Looking ahead from the 2015 IIPC General Assembly

May 18, 2015
Nicholas Taylor
logo of the International Internet Preservation Consortium

A couple of weeks have passed since the successful conclusion of the annual IIPC General Assembly, hosted this year by Stanford University Libraries and Internet Archive. The meeting has been well summarized already in posts by Sawood Alam, Jefferson Bailey, Emmanuelle Bermes, Tom Cramer, Carlos Eduardo Entini, and Ian Milligan. Rather than contributing another retrospective, I'd like to instead look ahead to 2016 and consider what the web archiving community might accomplish together in the coming year, highlighting some of the opportunities discussed and presented two weeks ago.

Continue the "mainstreaming" of web archives as primary research materials

It was gratifying to see the breadth of both research disciplines and research support initiatives represented at the General Assembly. I hope to see brilliant new scholarship in the coming year from the maturing community of researchers working with web archives and believe that we're also well-positioned to make inroads with many who haven't worked with web archives before. Continued experimentation is needed not just in tools and interfaces but also in service and engagement models. We should mind, and then mine, local models of success for replicable access and research services.

Explore (and implement?) at least one core API

There's no shortage of potential APIs we could specify, standardize, and build to improve the interoperability and modularity of web archiving systems. Based on areas of recent community interest, conspicuous candidates might be interfaces between Heritrix, archiving proxies, and headless browsers; an export API for distributed preservation and for delivery of derivative datasets; and a framework for interoperable annotation of archived web content. Any of these would be good pretexts for fostering developer collaboration across institutions as well as exploring new working group models.

Standardize measurement of our web archives

Applying standardized measurements to our archives would help us to better understand their contents and communicate their value. With the recently-reported progress on web archive profiling, this may be the year for distributed testing, publication, and aggregation of actionable Memento profiles. Andy Jackson's compelling visualization of link rot and content drift in the UK Web Archive could be reproduced (via halflife) across our archives and used as a powerful advocacy tool, both for our local programs and for our collective endeavor.

Broaden the contributors to the Open Wayback project

The Open Wayback development effort will be most sustainable when its community of contributors is more commensurate with its broader community of stakeholders.
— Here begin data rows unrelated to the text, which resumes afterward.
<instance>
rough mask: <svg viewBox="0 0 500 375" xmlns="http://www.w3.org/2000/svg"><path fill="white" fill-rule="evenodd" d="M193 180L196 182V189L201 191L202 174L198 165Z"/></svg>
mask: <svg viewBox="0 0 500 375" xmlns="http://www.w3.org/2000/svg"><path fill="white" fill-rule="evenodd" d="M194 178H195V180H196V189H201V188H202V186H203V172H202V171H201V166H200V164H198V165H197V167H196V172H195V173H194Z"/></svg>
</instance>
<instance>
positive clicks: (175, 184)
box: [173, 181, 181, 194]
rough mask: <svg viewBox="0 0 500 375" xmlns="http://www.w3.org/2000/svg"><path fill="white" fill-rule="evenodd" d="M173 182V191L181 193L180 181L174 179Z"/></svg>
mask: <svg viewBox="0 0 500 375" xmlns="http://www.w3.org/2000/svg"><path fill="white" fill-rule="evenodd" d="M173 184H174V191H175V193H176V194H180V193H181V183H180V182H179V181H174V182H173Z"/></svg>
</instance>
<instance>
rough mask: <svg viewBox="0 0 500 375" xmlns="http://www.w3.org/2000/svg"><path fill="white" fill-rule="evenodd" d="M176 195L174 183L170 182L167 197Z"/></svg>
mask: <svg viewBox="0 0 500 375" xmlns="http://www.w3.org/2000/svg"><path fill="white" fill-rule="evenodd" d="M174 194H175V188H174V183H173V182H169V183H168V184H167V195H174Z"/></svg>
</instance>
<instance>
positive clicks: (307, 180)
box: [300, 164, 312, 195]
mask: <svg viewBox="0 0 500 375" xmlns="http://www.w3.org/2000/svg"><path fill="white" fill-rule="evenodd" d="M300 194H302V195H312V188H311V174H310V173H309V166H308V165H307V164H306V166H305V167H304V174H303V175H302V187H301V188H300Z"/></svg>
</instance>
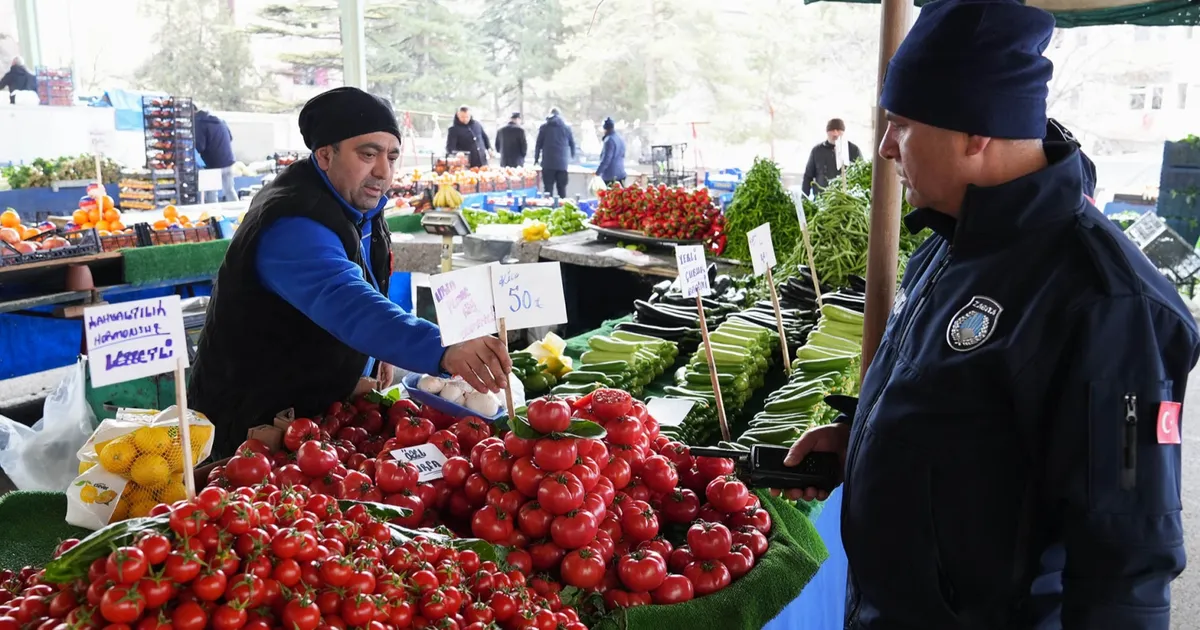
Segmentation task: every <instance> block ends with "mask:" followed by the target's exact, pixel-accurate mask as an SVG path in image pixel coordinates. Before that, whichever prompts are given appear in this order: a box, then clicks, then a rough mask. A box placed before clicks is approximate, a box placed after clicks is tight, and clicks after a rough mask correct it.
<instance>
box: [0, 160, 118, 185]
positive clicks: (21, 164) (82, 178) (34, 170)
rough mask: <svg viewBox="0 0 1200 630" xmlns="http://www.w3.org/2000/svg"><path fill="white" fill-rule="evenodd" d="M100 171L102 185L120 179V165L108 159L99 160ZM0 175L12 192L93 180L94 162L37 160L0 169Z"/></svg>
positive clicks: (62, 160) (94, 165) (82, 161)
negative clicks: (57, 183) (76, 180)
mask: <svg viewBox="0 0 1200 630" xmlns="http://www.w3.org/2000/svg"><path fill="white" fill-rule="evenodd" d="M100 170H101V175H102V176H103V178H104V184H116V180H118V179H119V178H120V176H121V167H120V164H118V163H116V162H114V161H112V160H108V158H103V160H101V162H100ZM0 174H4V178H5V179H6V180H8V185H10V186H12V188H13V190H18V188H48V187H49V186H50V182H52V181H71V180H82V179H86V180H90V179H94V178H95V176H96V161H95V157H92V156H90V155H79V156H76V157H56V158H53V160H46V158H43V157H38V158H37V160H34V161H32V162H30V163H29V164H20V166H12V167H4V168H2V169H0Z"/></svg>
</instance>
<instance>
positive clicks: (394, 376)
mask: <svg viewBox="0 0 1200 630" xmlns="http://www.w3.org/2000/svg"><path fill="white" fill-rule="evenodd" d="M394 378H396V368H395V367H392V366H391V364H385V362H383V361H379V386H380V388H384V389H386V388H390V386H391V380H392V379H394Z"/></svg>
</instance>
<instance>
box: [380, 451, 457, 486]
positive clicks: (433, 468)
mask: <svg viewBox="0 0 1200 630" xmlns="http://www.w3.org/2000/svg"><path fill="white" fill-rule="evenodd" d="M391 456H392V457H395V458H396V461H397V462H408V463H410V464H413V466H415V467H416V474H418V476H416V480H418V481H421V482H425V481H433V480H434V479H442V464H444V463H446V456H445V455H443V454H442V450H440V449H438V448H437V445H436V444H421V445H420V446H409V448H407V449H396V450H394V451H391Z"/></svg>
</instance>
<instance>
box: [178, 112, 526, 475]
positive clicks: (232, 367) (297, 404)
mask: <svg viewBox="0 0 1200 630" xmlns="http://www.w3.org/2000/svg"><path fill="white" fill-rule="evenodd" d="M348 112H349V113H353V115H347V113H348ZM300 133H301V136H304V142H305V145H307V146H308V149H310V150H312V154H311V155H310V156H306V157H302V158H300V160H298V161H296V162H295V163H293V164H292V166H289V167H287V168H286V169H284V170H283V172H282V173H280V175H278V176H277V178H276V179H275V180H272V181H271V182H270V184H268V185H266V186H264V187H263V190H262V191H259V192H258V193H257V194H254V198H253V200H252V202H251V203H250V211H248V212H246V217H245V221H242V223H241V226H240V227H239V228H238V232H236V233H235V234H234V236H233V240H232V241H230V242H229V248H228V251H227V252H226V257H224V262H223V263H222V264H221V269H220V270H218V271H217V277H216V283H215V284H214V287H212V298H211V301H210V302H209V308H208V314H206V319H205V323H204V329H203V331H202V332H200V341H199V344H198V347H197V355H196V362H194V364H193V366H192V374H191V382H190V383H188V388H187V397H188V402H190V403H191V404H192V408H193V409H196V410H198V412H202V413H204V414H205V415H208V416H209V419H210V420H212V424H214V425H215V427H216V445H215V446H214V452H215V454H220V455H229V454H232V451H233V450H234V449H235V448H236V446H238V444H240V443H241V442H242V440H244V439H246V431H247V430H248V428H250V427H252V426H254V425H258V424H263V422H270V420H271V418H274V416H275V414H276V413H278V412H280V410H282V409H287V408H293V409H294V410H295V413H296V415H298V416H307V418H314V416H316V415H317V414H322V413H324V412H325V410H326V409H328V408H329V406H330V404H331V403H334V402H336V401H342V400H346V398H347V397H348V396H349V395H350V394H352V392H353V391H354V390H355V388H356V386H358V385H360V379H362V378H364V377H368V378H371V377H377V378H378V380H379V382H383V383H389V382H390V380H391V377H392V372H394V370H392V368H391V366H400V367H402V368H404V370H408V371H410V372H419V373H425V374H456V376H461V377H462V378H463V379H466V380H467V383H470V385H472V386H473V388H475V389H476V390H479V391H487V390H491V391H498V390H499V389H503V388H504V386H505V384H506V378H508V374H509V373H510V371H511V368H512V362H511V361H510V360H509V356H508V353H506V352H505V350H504V344H503V343H500V341H499V340H498V338H496V337H492V336H486V337H476V338H473V340H469V341H463V342H460V343H452V344H445V343H444V340H443V337H442V331H440V329H438V326H437V325H436V324H432V323H430V322H426V320H424V319H420V318H418V317H415V316H413V314H412V313H409V312H407V311H404V310H403V308H401V307H400V306H397V305H396V304H394V302H392V301H391V300H389V299H388V287H389V280H390V277H391V270H392V262H391V239H390V236H389V233H388V223H386V221H384V217H383V208H384V205H386V203H388V194H386V193H388V190H389V188H390V187H391V181H392V176H394V174H395V168H396V158H397V157H398V156H400V142H401V133H400V126H398V125H397V122H396V116H395V114H394V113H392V109H391V106H390V104H389V103H388V102H386V101H384V100H383V98H379V97H377V96H373V95H371V94H367V92H365V91H362V90H359V89H356V88H337V89H335V90H330V91H326V92H323V94H320V95H318V96H316V97H313V98H312V100H310V101H308V102H307V103H306V104H305V106H304V109H301V110H300ZM215 456H216V455H215Z"/></svg>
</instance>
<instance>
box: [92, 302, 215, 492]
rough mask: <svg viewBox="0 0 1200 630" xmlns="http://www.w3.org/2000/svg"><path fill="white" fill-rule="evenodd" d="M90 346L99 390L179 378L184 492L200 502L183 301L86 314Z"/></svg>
mask: <svg viewBox="0 0 1200 630" xmlns="http://www.w3.org/2000/svg"><path fill="white" fill-rule="evenodd" d="M83 319H84V322H83V326H84V342H85V343H86V347H88V366H89V370H90V373H91V383H92V385H94V386H104V385H113V384H116V383H124V382H126V380H133V379H138V378H145V377H150V376H155V374H163V373H167V372H174V373H175V407H176V408H178V409H179V439H180V446H181V448H182V454H184V487H185V488H186V490H187V498H188V499H191V498H194V497H196V475H194V472H193V464H194V462H192V436H191V427H190V426H188V422H187V379H186V376H185V370H186V368H187V366H188V364H187V346H186V344H185V343H186V338H185V336H184V314H182V311H181V308H180V300H179V295H170V296H167V298H152V299H149V300H138V301H133V302H121V304H106V305H102V306H92V307H90V308H84V311H83Z"/></svg>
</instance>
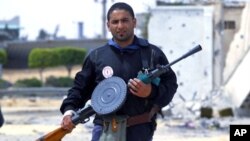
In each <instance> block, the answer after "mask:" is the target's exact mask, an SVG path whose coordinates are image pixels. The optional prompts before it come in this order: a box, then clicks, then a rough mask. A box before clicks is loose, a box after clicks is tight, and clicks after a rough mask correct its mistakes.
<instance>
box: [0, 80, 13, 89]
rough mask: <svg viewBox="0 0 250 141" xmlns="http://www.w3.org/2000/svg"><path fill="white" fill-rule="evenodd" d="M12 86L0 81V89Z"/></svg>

While pull requests are always welcome, there are many more ways than code to contribute to the project, that draw upon the diverse skills of the web archiving community: join and participate in discussions on the openwayback-dev list, submit or comment on existing bug reports or feature enhancement requests, use and recommend improvements to the documentation, or test release candidates and report feedback.

Generalize work on full-text search

Along with data mining, it's telling that full-text search was of sufficient interest that the ostensibly Access Working Group session took place in plenary. For as broadly interested as we are in full-text search, it'd be great to see stronger collaboration across institutions. For my part as co-lead of the Access Working Group, and reflecting also the inclination of my fellow co-lead Daniel Gomes, I'd like to identify potential work related to full-text search of both broad utility and interest. An early candidate for this work could be to create a coded reference dataset that could be used to optimize retrieval relevance.

An incrementally (or radically?) more mission-supporting Consortium Agreement

The impending expiration of the latest three-year Consortium Agreement (PDF) is an opportunity to retool the organization to better achieve our goals. Minimally separating out from the Agreement how the IIPC operates and encoding that in by-laws would allow the organization to be more dynamic and adaptable. Based on some of the conversations in the breakout groups and within the Steering Committee, we might more ambitiously consider how to engage the participation of affiliated communities (in web archiving, if not the IIPC per se); the organizational changes necessary to enable solicitation of external funding; and novel project or working group models better adapted to getting stuff done.

Needless to say, this is an abbreviated list; I'm excited for what may also come out of community discussions during at least three upcoming meetings, the Collection Development Working Group's candidate collaborative collections, greater institutional adoption/adaptation of WebRecorder.io, the WARC standard revision (PPTX) process, and more. I look forward to working with the IIPC and larger web archiving community to capitalize on these and other manifest opportunities in the coming year!